Женщина в кожухе и голубом платье?
Роза из Назаира?
Как тихо!
Как пусто. Какая пустота.
Во мне.
Нивеллен, свернувшись клубком, сотрясаемый спазмами и дрожью, лежал у стены дома в крапиве, обхватив голову руками.
— Встань, — сказал ведьмак.
Молодой, красивый, крепко сложенный мужчина с белой кожей, лежавший у стены, поднял голову, осмотрелся невидящим взглядом. Протер глаза пальцами. Взглянул на свои руки. Ощупал лицо. Тихо застонал, сунул палец в рот, долго водил им по деснам. Снова схватился за лицо и снова застонал, коснувшись четырех кровоточащих вспухших полос на щеках. Охнул, потом засмеялся.
— Геральт! Как это? Как это… Геральт!
— Встань, Нивеллен. Встань и иди. У меня во вьюках лекарства, они нужны нам обоим.

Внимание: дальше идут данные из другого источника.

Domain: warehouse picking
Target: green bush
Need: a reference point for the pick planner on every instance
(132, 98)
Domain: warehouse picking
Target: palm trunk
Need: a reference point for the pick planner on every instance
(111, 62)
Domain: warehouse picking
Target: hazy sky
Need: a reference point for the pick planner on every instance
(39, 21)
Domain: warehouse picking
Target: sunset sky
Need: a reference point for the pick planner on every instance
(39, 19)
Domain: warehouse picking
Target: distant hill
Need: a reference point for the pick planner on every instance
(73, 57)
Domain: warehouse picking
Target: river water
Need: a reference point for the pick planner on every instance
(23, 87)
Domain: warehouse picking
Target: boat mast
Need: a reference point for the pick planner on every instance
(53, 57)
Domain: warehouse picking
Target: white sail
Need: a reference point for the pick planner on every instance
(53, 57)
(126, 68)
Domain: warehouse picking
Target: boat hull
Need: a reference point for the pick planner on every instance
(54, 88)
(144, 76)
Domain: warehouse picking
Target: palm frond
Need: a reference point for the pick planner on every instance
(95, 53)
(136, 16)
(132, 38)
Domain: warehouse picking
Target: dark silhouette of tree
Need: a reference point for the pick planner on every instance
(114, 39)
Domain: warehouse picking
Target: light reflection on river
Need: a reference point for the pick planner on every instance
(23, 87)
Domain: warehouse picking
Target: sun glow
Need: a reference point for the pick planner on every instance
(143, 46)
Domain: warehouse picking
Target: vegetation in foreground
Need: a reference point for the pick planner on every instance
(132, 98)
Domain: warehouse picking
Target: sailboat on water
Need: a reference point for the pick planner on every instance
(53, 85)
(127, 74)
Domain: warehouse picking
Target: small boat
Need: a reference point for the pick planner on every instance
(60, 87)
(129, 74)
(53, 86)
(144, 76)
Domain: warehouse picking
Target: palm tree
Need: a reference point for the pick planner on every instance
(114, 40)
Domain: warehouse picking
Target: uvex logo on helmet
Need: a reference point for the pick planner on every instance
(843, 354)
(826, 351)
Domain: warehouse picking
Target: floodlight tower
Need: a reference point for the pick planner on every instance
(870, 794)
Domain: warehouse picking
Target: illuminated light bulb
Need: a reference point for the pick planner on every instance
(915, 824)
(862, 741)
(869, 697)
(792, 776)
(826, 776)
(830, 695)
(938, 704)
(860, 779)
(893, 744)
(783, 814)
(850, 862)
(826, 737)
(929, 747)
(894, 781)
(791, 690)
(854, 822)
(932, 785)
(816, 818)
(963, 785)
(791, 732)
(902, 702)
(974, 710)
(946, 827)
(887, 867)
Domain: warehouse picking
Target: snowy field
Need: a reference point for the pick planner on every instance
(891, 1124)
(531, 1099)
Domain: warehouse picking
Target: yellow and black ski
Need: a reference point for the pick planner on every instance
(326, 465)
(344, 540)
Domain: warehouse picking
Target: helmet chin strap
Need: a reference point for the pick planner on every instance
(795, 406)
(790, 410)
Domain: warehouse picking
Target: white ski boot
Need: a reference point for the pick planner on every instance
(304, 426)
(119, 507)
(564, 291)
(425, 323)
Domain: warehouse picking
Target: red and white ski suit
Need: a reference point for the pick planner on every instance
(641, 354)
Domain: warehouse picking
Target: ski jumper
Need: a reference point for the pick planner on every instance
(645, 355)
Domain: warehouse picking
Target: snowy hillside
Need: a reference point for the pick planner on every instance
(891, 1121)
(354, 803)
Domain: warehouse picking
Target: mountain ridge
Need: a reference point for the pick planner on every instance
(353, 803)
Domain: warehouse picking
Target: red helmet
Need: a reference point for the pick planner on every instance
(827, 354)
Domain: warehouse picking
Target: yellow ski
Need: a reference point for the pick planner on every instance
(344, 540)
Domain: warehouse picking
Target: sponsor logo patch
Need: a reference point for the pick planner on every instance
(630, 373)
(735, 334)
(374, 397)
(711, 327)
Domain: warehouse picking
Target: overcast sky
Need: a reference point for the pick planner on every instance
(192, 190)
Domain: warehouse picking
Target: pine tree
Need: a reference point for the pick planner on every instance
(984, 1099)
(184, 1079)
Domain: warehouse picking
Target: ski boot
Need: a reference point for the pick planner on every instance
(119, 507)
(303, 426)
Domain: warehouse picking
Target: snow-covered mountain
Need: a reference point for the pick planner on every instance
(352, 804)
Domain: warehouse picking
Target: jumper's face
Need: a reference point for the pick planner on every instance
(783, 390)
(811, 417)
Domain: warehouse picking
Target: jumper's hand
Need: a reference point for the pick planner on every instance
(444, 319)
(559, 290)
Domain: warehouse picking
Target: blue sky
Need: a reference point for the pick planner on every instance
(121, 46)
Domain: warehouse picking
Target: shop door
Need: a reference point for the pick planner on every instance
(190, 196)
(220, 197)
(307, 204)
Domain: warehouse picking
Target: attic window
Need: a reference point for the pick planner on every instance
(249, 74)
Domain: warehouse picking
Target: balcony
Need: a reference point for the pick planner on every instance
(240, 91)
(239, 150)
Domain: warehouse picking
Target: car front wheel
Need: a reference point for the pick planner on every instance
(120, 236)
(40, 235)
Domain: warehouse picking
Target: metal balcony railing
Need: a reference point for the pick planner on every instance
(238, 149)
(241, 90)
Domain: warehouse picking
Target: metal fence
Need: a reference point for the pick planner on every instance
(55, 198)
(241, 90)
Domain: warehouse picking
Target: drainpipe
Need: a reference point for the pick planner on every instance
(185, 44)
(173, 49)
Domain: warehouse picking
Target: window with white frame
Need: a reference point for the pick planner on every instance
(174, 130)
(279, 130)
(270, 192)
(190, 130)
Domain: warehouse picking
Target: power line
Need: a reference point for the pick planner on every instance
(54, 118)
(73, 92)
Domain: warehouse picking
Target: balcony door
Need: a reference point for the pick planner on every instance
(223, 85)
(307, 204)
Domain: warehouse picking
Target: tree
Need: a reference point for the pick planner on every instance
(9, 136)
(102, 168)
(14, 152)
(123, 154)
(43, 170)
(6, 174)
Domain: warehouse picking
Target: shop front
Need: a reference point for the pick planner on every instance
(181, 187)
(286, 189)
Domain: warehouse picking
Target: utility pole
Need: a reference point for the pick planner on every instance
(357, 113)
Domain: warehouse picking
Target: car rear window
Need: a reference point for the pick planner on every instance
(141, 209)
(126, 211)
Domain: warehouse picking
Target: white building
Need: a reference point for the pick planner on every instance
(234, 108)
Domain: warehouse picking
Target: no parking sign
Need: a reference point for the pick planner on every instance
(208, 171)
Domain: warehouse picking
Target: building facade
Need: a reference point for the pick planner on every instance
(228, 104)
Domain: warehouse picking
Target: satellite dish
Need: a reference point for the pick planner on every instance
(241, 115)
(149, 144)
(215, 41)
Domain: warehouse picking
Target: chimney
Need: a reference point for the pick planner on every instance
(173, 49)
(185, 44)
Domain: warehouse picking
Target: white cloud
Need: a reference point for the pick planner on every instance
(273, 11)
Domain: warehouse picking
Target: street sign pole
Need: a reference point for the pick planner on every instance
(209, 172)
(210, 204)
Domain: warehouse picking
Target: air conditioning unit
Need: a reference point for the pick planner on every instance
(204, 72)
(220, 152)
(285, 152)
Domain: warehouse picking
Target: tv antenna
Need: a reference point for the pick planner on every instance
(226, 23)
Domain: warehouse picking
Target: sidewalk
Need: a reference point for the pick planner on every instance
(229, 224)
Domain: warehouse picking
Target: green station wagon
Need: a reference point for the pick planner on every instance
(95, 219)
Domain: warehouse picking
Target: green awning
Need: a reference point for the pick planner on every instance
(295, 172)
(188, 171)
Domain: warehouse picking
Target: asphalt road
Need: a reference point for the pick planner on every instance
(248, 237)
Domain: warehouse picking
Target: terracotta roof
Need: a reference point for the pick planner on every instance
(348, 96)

— Я уже… не… Нет? Геральт? Как это?
Ведьмак помог ему встать, стараясь не глядеть на маленькие, белые, словно прозрачные руки, стиснутые на жерди, торчащей между маленькими грудками, облепленными мокрой красной тканью. Нивеллен застонал снова.
— Вереена…
— Не смотри. Идем.
Они пересекли двор, прошли мимо куста голубых роз, поддерживая друг друга. Нивеллен не переставал ощупывать лицо свободной рукой.

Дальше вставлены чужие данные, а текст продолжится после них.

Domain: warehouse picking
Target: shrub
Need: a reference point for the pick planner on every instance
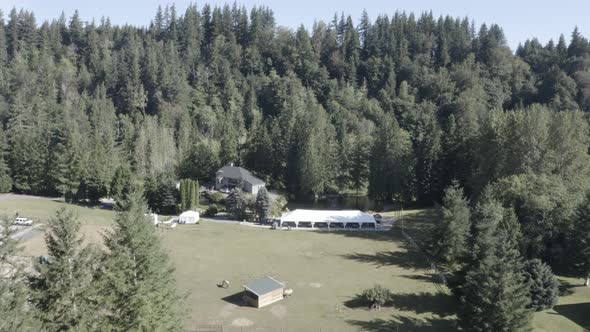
(215, 197)
(211, 211)
(376, 296)
(544, 287)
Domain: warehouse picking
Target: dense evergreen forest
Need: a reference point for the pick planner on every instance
(398, 107)
(408, 109)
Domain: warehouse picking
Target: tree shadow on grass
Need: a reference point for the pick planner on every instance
(566, 288)
(402, 324)
(438, 304)
(428, 278)
(409, 258)
(577, 313)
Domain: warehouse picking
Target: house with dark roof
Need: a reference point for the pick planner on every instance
(230, 176)
(263, 291)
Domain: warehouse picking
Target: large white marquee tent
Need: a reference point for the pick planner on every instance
(327, 218)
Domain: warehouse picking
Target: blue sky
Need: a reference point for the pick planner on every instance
(521, 19)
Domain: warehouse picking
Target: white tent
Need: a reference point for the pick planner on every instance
(327, 218)
(189, 217)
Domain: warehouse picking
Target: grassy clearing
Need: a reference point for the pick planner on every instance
(42, 209)
(326, 271)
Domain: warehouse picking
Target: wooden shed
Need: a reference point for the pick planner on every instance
(263, 291)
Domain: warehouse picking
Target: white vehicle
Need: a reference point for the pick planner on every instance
(23, 222)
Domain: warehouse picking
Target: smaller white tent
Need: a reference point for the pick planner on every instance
(189, 217)
(153, 218)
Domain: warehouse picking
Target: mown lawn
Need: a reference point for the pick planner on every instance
(325, 270)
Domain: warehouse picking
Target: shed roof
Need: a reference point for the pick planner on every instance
(235, 172)
(344, 216)
(263, 285)
(189, 214)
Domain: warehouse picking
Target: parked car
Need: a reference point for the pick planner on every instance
(378, 218)
(23, 221)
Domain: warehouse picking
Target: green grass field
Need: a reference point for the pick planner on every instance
(325, 270)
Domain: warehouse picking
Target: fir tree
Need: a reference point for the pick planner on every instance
(495, 295)
(450, 242)
(543, 284)
(63, 291)
(263, 204)
(235, 203)
(580, 235)
(138, 281)
(14, 310)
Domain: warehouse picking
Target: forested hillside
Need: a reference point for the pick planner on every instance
(398, 106)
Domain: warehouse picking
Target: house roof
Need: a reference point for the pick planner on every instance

— Невероятно, Геральт. Через столько лет! Неужели это возможно?
— В каждой сказке есть крупица истины, — тихо сказал ведьмак. — Любовь и кровь. В них могучая сила. Маги и ученые не первый год ломают себе над этим головы, но поняли только одно…
— Что, Геральт, что?
— Любовь должна быть истинной.
Глас рассудка III
— Я — Фальвик, граф Мойон. А это рыцарь Тайлес из Дорндаля.
Геральт небрежно поклонился, глядя на рыцарей. Оба были в латах и карминовых плащах со знаком Белой Розы на левом плече. Это его немного удивило: в округе, как он знал, не было ни одной командории этого ордена.
Нэннеке, казалось, свободно и беззаботно улыбнулась, заметив его удивление.
— Благородные господа, — сказала она вскользь, удобнее устраиваясь на своем похожем на трон кресле, — пребывают на службе у владельца здешних земель, дюка Эреварда.